Palliative Care und Sterbehilfe in der französischen Literatur
«Der Preis hat zudem eine spezielle Bedeutung für mich, da sich meine Forschung mit dem System Medizin und der Sterbehilfe beschäftigt», sagt Prof. Dr. Anna Elsner. Das Konzept der Palliative Care wurde Ende der 60er-Jahre entwickelt und soll den Sterbeprozess möglichst angenehm gestalten.
Dennoch wird das Konzept seither auch immer wieder kritisiert. Die Preisträgerin hat sich in ihrer Forschung mit der Aufarbeitung des Sterbens in der französischen Literatur seit den 70er-Jahren auseinandergesetzt und ist dort auf sehr persönliche Einblicke in die Institutionalisierung des Sterbens gestossen.
Die Literatur des Sterbens
Prof. Dr. Anna Elsner hat sich in ihrer Forschung mit der Aufarbeitung des Sterbens in der französischen Literatur seit den 70er Jahren auseinandergesetzt und ist dort auf sehr persönliche Einblicke in die Institutionalisierung des Sterbens gestossen.

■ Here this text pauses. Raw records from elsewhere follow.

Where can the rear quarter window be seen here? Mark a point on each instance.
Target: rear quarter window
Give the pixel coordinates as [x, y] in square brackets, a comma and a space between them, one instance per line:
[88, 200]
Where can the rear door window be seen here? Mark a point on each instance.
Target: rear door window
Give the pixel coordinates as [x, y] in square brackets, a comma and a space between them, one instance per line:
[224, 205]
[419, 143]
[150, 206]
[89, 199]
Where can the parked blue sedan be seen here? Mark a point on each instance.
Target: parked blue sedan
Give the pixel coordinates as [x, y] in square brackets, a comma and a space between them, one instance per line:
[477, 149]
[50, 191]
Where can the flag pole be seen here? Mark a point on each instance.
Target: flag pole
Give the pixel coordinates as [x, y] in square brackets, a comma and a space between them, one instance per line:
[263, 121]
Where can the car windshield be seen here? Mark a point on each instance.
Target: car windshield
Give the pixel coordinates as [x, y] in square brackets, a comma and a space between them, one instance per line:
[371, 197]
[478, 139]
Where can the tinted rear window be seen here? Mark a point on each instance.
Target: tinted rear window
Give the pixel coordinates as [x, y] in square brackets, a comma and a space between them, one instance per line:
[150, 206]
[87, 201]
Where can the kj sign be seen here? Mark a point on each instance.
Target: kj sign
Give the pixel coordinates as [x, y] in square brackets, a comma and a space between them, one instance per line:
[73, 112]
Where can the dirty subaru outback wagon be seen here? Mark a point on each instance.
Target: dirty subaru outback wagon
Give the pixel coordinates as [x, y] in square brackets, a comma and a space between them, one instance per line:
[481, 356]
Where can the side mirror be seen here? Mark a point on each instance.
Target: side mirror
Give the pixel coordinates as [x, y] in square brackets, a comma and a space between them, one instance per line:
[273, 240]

«Meine Forschung versucht die Rolle der Palliative Care in der französischen Literatur seit den 70er-Jahren in Frankreich aufzuarbeiten. Ich konnte zeigen, dass Literatur sich seither auf eine neue Weise mit dem Sterben beschäftigt. Das eigene Sterben wird in vielen dieser Texte zum persönlichen Projekt, wie dies in Ruwen Ogiens Mes Mille et Une Nuits (2017) der Fall ist. Oder aber, die schriftstellerische Begleitung des Sterbens eines geliebten Menschen wird selbst zu einer Art palliativen Praxis.» Kritik an der modernen Medizin spiele aber in allen diesen Texten eine zentrale Rolle, so Anna Elsner.
Beitrag zur Debatte über die Sterbehilfe
Ein weiteres Forschungsprojekt von Anna Elsner wurde kürzlich mit einem renommierten ERC Starting Grant ausgezeichnet. «Mein Team und ich erforschen die Rolle von Texten und Filmen in Gesetzgebungsprozessen in Bezug auf das assistierte Sterben», erklärt Professorin Elsner.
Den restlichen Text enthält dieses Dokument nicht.